Given an array nums containing n + 1 integers where each integer is between 1 and n (inclusive), prove that at least one duplicate number must exist. Assume that there is only one duplicate number, find the duplicate one.
Example 1:
Input: [1,3,4,2,2]
Output: 2
Example 2:
Input: [3,1,3,4,2] Output: 3
Note:
- You must not modify the array (assume the array is read only).
- You must use only constant, O(1) extra space.
- Your runtime complexity should be less than O(n2).
- There is only one duplicate number in the array, but it could be repeated more than once.
M1: 在0~n-1范围内,遍历数组。如果nums[abs(nums[i])] >= 0,把它变成小于0;如果< 0,则该数为重复数
时间O(N),空间O(1)
class Solution { public int findDuplicate(int[] nums) { int i; for(i = 0; i < nums.length; i++) { if(nums[Math.abs(nums[i])] >= 0) nums[Math.abs(nums[i])] = - nums[Math.abs(nums[i])]; else break; } return Math.abs(nums[i]); } }
M2: 用binary search,对于由1~n构成的数组,数组长度(nums.length = n + 1)总大于数组里的任意数字,mid = length/2。如果每个数只出现一次,那么必然在mid两边有相同数量的数。如果某一边多了,说明重复的数在这边,可以缩小范围。

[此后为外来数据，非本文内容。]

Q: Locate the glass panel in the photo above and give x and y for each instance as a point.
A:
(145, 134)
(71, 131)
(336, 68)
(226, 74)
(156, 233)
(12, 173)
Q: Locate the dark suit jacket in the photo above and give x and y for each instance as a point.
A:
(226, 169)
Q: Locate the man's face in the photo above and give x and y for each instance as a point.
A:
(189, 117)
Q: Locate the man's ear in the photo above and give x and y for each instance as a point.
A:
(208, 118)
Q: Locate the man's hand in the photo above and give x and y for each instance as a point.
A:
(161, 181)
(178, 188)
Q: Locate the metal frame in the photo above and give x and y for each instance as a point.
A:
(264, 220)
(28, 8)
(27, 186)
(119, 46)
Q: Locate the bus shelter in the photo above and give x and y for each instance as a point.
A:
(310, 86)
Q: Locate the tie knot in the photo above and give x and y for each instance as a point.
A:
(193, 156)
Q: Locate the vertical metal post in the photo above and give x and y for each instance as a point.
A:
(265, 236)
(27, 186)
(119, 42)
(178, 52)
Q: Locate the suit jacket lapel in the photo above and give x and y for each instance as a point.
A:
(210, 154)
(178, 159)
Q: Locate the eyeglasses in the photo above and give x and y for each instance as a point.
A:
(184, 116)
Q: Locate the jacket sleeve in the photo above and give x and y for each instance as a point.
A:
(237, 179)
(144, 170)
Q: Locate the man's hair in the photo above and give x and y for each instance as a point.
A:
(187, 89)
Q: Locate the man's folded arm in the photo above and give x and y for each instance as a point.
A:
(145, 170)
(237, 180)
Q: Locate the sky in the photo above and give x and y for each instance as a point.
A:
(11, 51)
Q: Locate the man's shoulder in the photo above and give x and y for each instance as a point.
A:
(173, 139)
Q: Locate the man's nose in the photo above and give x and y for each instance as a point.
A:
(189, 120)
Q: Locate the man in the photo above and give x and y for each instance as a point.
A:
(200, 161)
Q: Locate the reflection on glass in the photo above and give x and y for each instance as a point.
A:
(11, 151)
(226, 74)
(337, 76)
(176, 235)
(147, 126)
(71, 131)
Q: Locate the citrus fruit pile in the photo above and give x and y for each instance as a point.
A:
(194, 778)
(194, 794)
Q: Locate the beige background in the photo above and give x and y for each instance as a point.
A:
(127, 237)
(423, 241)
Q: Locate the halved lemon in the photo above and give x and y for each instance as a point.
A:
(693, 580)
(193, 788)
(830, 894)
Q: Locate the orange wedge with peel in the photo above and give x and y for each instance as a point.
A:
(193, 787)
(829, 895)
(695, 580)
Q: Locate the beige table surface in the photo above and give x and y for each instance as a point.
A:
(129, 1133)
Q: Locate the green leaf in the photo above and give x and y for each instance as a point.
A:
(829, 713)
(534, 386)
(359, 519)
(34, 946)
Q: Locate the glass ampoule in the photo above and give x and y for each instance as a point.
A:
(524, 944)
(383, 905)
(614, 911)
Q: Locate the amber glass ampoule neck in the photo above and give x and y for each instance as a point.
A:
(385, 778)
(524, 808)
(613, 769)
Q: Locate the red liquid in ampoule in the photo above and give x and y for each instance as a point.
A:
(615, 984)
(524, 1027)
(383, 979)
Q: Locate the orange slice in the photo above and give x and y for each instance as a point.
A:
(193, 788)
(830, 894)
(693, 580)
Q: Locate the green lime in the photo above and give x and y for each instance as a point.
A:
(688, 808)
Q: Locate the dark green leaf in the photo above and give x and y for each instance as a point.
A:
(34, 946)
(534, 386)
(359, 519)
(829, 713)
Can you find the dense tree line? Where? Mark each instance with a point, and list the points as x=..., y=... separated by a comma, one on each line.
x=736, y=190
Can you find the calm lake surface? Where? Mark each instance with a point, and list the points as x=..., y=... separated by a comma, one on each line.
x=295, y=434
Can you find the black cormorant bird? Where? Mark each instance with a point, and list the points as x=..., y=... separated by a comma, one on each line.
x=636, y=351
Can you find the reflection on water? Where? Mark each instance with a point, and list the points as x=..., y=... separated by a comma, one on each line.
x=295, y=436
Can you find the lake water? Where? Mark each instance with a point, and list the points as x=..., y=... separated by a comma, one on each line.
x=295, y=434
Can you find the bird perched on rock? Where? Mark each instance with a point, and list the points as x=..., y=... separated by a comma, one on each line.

从index为1的元素开始统计比较方便。从1~lengh-1,mid是中位数,遍历数组统计<= mid的元素个数cnt,如果没有重复数,<= mid的个数应该大于mid(=mid+1)。在已知存在重复数的情况下,如果<= mid的元素个数<= mid,说明重复数在右侧,l = mid+1;如果>mid,说明在左侧,r = mid。不断重复直到 l >= r,最后的 l 就是答案。
时间O(NlogN),空间O(1)
class Solution { public int findDuplicate(int[] nums) { int l = 1, r = nums.length - 1; while(l < r) { int mid = l + (r - l) / 2, cnt = 0; for(int i : nums) { if(i <= mid) cnt++; } if(cnt <= mid) l = mid + 1; else r = mid; } return l; } }